What Are The Disadvantages Of Provident Fund?

by | Last updated on January 24, 2024

, , , ,
  • EPF account requires you to deposit a regular amount of money throughout your professional life. …
  • During their working life, employees cannot withdraw money from the fund. …
  • The account cannot be closed earlier than retirement, except only on the death of the subscriber.

Is it good idea to withdraw PF?

The accumulated or a part of the amount in an EPF account can be withdrawn by the employee in the event of retirement, or resignation. For the working-class category, Provident Fund (PF) account is a good option for

saving with good interest

.

What happens if I don't withdraw my PF?

According to the Income Tax rules, interest on your EPF account

becomes taxable

if you withdraw any amount before completion of five years “continuous service”.

What happens if we withdraw PF?

Withdrawals after completion of 5 years of continuous service in the EPF are

tax-free

. … For withdrawals before completion of 5 continuous years towards the scheme, the employee will be taxed 30% of the principal amount and the interest accrued if he/she has not submitted their PAN to the EPFO authorities.

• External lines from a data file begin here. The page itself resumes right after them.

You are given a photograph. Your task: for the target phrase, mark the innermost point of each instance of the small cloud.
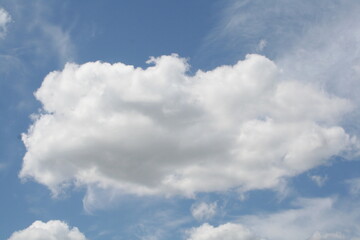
(261, 45)
(327, 236)
(228, 231)
(319, 180)
(54, 229)
(203, 211)
(354, 186)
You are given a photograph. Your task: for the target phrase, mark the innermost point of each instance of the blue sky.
(189, 120)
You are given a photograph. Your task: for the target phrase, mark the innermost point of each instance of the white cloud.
(52, 230)
(319, 180)
(5, 19)
(307, 219)
(327, 236)
(203, 211)
(354, 185)
(228, 231)
(160, 131)
(322, 218)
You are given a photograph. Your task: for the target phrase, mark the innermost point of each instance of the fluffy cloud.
(203, 211)
(160, 131)
(4, 20)
(319, 218)
(228, 231)
(52, 230)
(307, 219)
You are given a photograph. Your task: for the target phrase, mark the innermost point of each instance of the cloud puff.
(319, 218)
(311, 219)
(160, 131)
(5, 18)
(52, 230)
(203, 211)
(228, 231)
(327, 236)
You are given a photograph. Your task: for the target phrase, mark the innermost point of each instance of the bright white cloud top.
(5, 18)
(51, 230)
(160, 131)
(228, 231)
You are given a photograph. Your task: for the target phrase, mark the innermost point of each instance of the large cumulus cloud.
(161, 131)
(51, 230)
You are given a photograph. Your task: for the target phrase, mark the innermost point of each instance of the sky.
(181, 120)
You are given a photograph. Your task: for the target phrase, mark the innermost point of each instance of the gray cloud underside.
(160, 131)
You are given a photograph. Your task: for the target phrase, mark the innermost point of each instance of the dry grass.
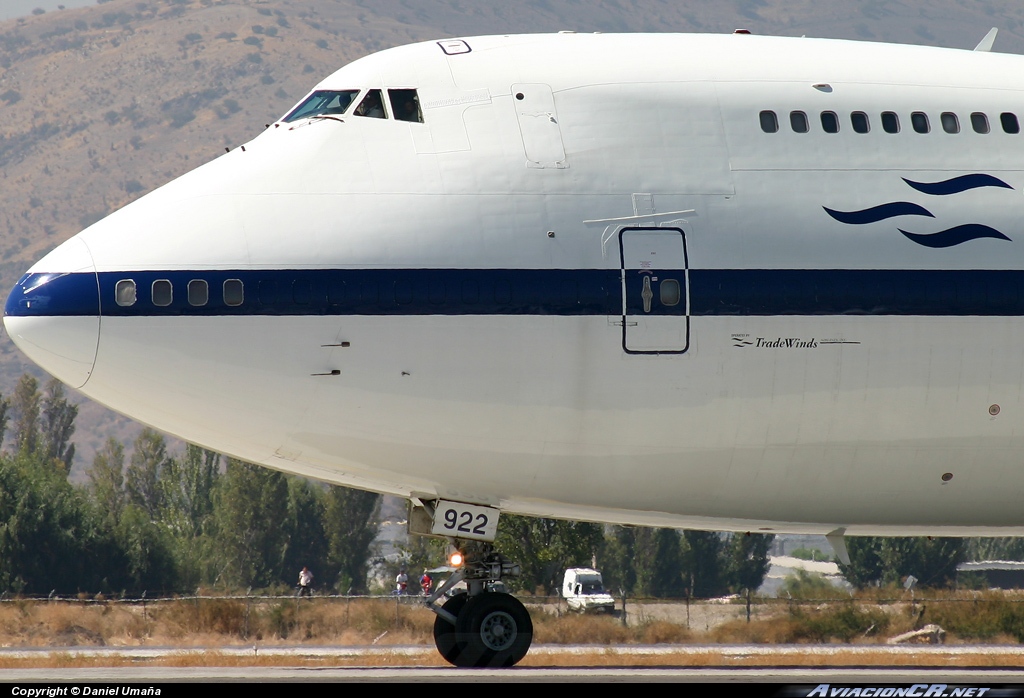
(383, 622)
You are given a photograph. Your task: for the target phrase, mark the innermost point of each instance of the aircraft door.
(542, 136)
(655, 294)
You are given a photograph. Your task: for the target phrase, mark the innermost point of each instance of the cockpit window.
(372, 105)
(326, 102)
(406, 105)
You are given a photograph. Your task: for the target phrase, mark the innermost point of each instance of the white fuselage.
(815, 374)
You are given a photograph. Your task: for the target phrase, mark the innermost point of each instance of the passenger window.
(233, 292)
(372, 105)
(267, 292)
(163, 293)
(406, 105)
(769, 122)
(199, 292)
(302, 292)
(336, 292)
(670, 292)
(124, 292)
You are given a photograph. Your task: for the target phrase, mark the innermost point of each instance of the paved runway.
(1006, 665)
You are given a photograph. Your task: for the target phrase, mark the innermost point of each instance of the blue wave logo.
(957, 184)
(943, 238)
(877, 213)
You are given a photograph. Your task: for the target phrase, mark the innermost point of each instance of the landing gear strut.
(482, 626)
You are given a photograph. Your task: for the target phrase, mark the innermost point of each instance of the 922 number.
(461, 521)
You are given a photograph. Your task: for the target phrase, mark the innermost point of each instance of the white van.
(584, 591)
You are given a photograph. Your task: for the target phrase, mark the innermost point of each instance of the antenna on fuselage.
(986, 43)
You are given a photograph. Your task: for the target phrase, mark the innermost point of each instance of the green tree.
(350, 522)
(57, 426)
(251, 508)
(4, 417)
(187, 485)
(107, 480)
(658, 563)
(148, 459)
(307, 540)
(995, 549)
(749, 560)
(616, 560)
(705, 563)
(49, 537)
(545, 548)
(865, 566)
(25, 408)
(932, 561)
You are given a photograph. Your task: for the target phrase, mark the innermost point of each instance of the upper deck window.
(323, 102)
(372, 105)
(406, 105)
(124, 292)
(769, 122)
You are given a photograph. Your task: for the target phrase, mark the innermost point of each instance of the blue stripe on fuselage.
(534, 292)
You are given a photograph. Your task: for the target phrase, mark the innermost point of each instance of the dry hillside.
(102, 103)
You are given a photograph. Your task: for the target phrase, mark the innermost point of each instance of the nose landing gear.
(482, 626)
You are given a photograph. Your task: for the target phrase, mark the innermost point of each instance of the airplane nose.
(52, 314)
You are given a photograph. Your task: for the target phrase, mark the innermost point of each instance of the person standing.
(305, 582)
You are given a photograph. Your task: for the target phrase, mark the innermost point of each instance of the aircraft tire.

What are the disadvantages Employee Provident Fund?


Withdrawing from

the Provident Fund can be anti-productive on two counts. The member withdraws amount which is usually blown away by discretionary expenses and retirement savings are back to square one. If the individual withdraws his Provident Fund balance before completing five years then the amount becomes taxable.

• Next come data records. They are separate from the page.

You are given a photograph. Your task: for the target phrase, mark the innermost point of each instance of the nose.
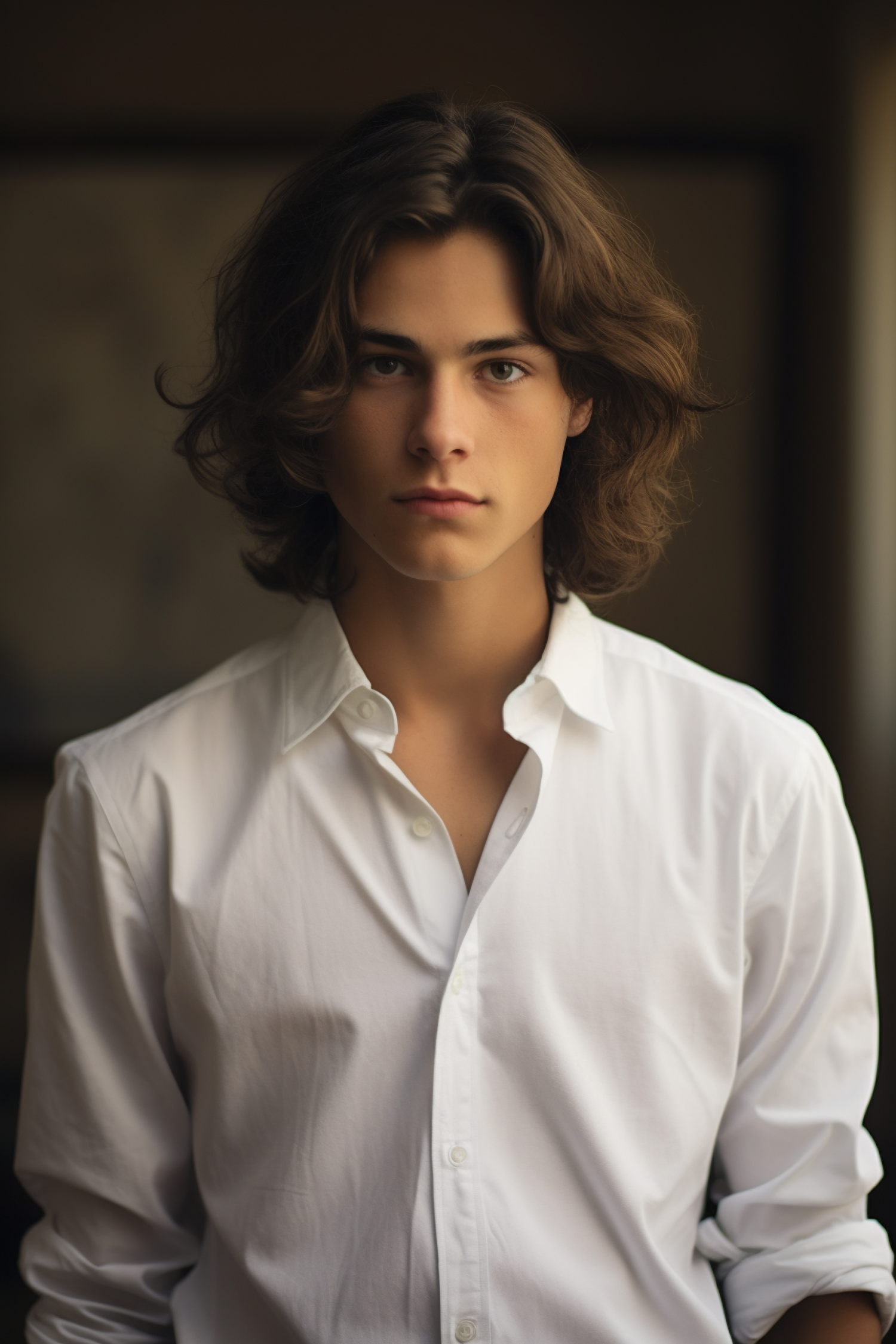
(443, 429)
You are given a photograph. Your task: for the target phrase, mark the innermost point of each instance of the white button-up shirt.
(288, 1082)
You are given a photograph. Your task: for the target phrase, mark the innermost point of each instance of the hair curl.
(285, 336)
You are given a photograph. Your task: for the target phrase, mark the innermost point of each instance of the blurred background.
(757, 147)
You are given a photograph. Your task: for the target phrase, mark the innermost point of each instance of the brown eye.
(503, 372)
(386, 364)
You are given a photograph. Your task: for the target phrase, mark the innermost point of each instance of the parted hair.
(285, 337)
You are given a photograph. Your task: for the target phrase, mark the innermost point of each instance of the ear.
(579, 417)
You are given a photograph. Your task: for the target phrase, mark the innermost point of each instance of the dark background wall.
(137, 142)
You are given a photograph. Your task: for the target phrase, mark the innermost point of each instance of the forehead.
(465, 287)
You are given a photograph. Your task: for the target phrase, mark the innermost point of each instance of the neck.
(462, 644)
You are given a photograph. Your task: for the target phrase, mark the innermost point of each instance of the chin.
(438, 567)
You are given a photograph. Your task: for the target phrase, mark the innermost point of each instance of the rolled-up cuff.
(759, 1287)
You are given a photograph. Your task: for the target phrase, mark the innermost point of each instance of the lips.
(438, 503)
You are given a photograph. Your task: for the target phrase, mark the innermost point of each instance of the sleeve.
(794, 1160)
(104, 1132)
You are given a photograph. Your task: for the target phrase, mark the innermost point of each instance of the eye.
(386, 366)
(503, 372)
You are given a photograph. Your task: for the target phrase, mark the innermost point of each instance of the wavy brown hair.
(287, 335)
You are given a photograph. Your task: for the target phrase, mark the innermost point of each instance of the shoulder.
(241, 698)
(711, 717)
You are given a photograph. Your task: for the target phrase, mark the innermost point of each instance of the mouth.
(438, 503)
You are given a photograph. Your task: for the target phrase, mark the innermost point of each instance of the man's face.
(448, 452)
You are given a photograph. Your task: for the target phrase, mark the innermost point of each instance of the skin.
(448, 608)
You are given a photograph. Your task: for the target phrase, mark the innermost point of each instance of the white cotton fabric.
(288, 1082)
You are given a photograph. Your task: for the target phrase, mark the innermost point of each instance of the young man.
(400, 980)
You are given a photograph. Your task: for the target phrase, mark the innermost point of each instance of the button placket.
(456, 1183)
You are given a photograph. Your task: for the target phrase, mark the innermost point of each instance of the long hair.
(287, 330)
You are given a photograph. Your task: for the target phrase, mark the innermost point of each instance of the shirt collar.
(321, 670)
(320, 673)
(573, 663)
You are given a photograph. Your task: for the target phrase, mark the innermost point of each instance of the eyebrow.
(392, 340)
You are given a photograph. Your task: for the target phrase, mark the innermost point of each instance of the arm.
(794, 1158)
(839, 1319)
(104, 1136)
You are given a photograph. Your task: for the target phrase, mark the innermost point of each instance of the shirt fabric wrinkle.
(417, 1115)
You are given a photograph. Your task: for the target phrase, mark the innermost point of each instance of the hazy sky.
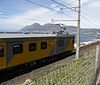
(15, 14)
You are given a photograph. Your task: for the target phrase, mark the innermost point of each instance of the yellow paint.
(3, 59)
(27, 56)
(70, 46)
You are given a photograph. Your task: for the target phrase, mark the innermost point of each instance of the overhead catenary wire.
(82, 14)
(48, 8)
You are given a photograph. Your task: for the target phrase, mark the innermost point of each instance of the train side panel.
(28, 55)
(2, 55)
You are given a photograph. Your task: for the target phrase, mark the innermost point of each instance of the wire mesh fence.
(74, 72)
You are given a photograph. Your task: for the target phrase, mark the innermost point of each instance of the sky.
(16, 14)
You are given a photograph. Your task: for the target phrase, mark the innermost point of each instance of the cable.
(47, 7)
(89, 21)
(63, 5)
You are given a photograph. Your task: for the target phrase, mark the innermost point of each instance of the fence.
(82, 71)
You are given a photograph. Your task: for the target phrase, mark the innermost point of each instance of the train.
(24, 49)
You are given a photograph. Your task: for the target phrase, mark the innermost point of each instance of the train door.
(2, 55)
(60, 45)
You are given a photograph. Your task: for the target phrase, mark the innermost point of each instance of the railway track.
(10, 74)
(7, 75)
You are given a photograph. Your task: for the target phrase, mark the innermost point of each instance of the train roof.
(28, 35)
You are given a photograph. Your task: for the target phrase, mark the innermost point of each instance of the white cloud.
(95, 4)
(24, 18)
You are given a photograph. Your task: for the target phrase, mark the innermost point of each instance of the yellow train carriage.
(18, 49)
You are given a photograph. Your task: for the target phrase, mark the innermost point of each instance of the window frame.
(17, 50)
(44, 43)
(2, 51)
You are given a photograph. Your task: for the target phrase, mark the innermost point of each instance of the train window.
(1, 51)
(60, 42)
(17, 48)
(43, 45)
(32, 46)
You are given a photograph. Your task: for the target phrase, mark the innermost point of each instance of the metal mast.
(78, 30)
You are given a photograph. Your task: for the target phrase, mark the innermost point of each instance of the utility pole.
(78, 30)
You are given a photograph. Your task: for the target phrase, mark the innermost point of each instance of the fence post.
(97, 57)
(96, 64)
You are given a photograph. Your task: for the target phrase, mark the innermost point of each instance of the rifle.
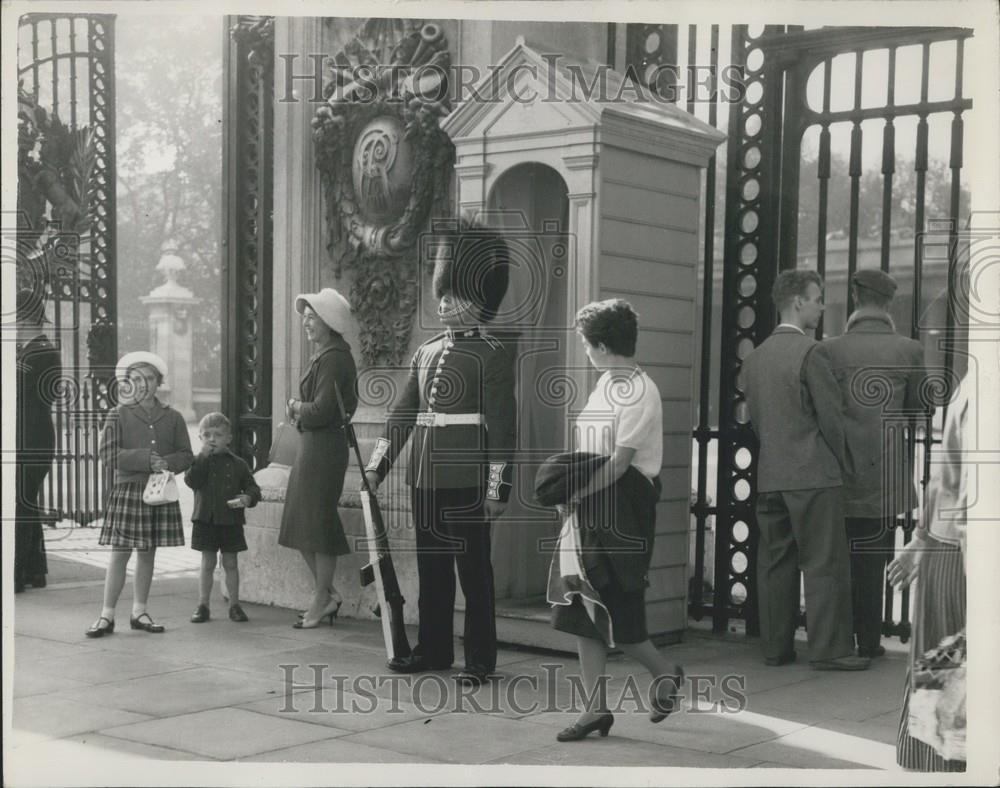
(380, 569)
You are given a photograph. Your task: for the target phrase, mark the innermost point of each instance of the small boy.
(223, 487)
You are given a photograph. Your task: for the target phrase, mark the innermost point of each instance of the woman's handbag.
(936, 713)
(161, 488)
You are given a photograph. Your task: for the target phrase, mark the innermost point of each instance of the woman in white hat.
(140, 437)
(310, 522)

How can I claim my 100% PF online?

The withdrawal process can be completed on the

official website

of the Employees' Provident Fund Organisation (EPFO). You will need to enter the Universal Account Number (UAN) and password to login to the account.

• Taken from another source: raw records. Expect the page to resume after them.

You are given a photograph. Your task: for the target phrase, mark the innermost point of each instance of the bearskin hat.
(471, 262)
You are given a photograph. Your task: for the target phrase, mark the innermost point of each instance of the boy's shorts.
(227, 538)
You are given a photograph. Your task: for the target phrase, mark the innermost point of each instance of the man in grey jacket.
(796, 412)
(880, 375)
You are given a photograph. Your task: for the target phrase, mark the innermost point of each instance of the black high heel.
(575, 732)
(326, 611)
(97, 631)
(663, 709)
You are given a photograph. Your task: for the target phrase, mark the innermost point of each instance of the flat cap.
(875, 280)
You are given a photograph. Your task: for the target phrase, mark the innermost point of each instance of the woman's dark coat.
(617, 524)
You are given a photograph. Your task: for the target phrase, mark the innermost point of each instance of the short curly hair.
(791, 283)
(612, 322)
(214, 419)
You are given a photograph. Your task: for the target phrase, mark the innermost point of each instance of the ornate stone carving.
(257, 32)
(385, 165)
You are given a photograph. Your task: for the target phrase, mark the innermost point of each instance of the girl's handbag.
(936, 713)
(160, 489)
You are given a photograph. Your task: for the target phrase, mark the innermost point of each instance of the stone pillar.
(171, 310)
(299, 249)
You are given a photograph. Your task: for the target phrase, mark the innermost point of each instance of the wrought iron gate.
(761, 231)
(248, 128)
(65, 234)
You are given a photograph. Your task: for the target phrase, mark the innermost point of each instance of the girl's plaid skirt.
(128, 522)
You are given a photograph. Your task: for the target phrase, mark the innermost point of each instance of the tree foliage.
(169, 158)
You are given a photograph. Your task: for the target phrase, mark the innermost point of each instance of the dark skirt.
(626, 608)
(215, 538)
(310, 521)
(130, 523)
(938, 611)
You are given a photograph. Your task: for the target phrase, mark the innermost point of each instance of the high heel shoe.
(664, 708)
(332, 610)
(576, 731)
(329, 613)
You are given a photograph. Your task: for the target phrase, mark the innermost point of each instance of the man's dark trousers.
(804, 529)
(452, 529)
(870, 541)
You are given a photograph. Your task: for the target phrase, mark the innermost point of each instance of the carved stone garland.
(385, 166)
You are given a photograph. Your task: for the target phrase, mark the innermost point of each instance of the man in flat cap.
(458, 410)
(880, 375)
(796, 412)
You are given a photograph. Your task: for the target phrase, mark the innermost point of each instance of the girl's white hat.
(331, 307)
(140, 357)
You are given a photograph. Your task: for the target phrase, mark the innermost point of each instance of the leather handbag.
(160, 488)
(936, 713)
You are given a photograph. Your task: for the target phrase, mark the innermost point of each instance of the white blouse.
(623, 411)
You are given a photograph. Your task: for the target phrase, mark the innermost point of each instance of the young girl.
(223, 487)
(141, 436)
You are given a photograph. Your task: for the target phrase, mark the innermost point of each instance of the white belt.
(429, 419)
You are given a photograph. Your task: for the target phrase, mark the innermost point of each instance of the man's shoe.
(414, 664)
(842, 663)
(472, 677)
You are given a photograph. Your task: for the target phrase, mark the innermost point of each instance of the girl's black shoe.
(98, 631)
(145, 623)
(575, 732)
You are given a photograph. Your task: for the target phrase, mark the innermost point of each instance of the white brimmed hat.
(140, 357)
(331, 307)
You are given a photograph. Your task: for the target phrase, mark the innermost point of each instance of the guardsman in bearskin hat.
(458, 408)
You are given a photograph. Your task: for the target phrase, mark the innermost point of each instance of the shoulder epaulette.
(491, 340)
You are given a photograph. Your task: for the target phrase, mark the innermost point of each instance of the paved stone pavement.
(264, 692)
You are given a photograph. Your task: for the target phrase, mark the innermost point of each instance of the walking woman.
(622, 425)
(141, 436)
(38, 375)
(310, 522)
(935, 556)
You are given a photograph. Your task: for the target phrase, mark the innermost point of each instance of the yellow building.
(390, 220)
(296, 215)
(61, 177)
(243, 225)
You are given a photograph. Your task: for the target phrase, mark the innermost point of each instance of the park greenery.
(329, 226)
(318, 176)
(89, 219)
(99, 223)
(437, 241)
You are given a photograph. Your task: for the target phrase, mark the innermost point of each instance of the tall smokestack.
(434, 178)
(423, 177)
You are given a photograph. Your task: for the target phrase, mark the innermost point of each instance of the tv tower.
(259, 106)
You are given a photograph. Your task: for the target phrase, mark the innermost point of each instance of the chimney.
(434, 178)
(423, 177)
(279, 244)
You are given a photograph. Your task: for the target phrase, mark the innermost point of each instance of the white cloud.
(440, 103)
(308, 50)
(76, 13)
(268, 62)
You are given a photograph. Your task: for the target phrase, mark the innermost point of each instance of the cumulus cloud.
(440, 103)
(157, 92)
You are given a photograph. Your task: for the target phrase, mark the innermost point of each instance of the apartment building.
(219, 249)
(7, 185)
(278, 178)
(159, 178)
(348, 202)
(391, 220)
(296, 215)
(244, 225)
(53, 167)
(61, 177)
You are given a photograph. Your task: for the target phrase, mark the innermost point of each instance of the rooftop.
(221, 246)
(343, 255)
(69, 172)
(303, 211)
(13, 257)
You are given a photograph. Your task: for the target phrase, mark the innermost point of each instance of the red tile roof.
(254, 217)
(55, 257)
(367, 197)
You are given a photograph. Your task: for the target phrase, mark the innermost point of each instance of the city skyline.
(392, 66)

When should you withdraw your PF?

After leaving a job, one can withdraw 75 per cent of their provident fund balance if he/she remains unemployed for 1 month and the

remaining 25 per cent after the 2nd month of unemployment

. Partial withdrawals are allowed for financial goals like wedding planning, education, house construction, and medical issue.

Can I take loan from PF?

You can avail the EPF emergency advance

by filing the online claim form

, if your UAN is validated with Aadhaar and KYC of your bank account. Moreover, your mobile number should be linked to your UAN to complete the withdrawal process.

Can I withdraw full PF amount?

An individual's PF amount

can be withdrawn either completely or partially

. To withdraw said amount completely, the individual needs to be either retired or be unemployed for a period of more than two months. Upon which, the amount can be withdrawn pending an attestation from a gazetted office.

What should I do with my PF if I resign?

If you resign, or you are retrenched,

you are allowed to withdraw from your employer-sponsored retirement fund

(that is a or provident fund). The “benefit” you can claim is the balance in your retirement account. Once you have withdrawn, you have no other claim against that fund.

Can we keep EPF fund till 100 years?

EPF:

Members can keep money till age 100

| TheStarTV.com. The Employees Provident Fund (EPF) CEO Datuk Shahril Ridza Ridzuan says members can keep their money and receive dividends in the fund till age 100, adding that these changes that will take place in 2017.

Can I withdraw my PF without resigning?

Your declaration in the PF advance form is enough . But, You would not get your 100% EPF balance without leaving the job.

Full EPF withdrawal is not permitted before the retirement

. … You can use UAN member portal for the partial EPF withdrawal as well.

How much PF will I get after resignation?

In the EPF fund, the employee can to

withdraw the accumulated amount 2 months

after his/her resignation. If an employee wishes to resign from his work for any reason whatsoever, he may withdraw the remaining EPF balances. The employer also contributes towards the employee's pension fund along with EPF.

How long we can keep PF amount?

As per existing provisions of the Indian PF law,

there is no upper time limit prescribed for keeping the PF account

with your previous employer and the same may be continued to be maintained.

Can I withdraw both PF and pension?

You can claim both PF and EPS amount if you haven'

t completed 10 years of service

. You will just have to fill the Composite Claim Form and choose both the options ‘Final PF balance' as well as ‘pension withdrawal'. If you are planning to work again you can submit the Form 10C and get the ‘scheme certificate'. 2.

Can I withdraw my PF immediately after resignation?


You cannot apply for withdrawal of EPF account balance immediately after

your resignation from a company. If you chose to withdraw your money in the PF account before completion of 5 years, you will liable to pay tax on the amount.

Ahmed Ali
Author
Ahmed Ali
Ahmed Ali is a financial analyst with over 15 years of experience in the finance industry. He has worked for major banks and investment firms, and has a wealth of knowledge on investing, real estate, and tax planning. Ahmed is also an advocate for financial literacy and education.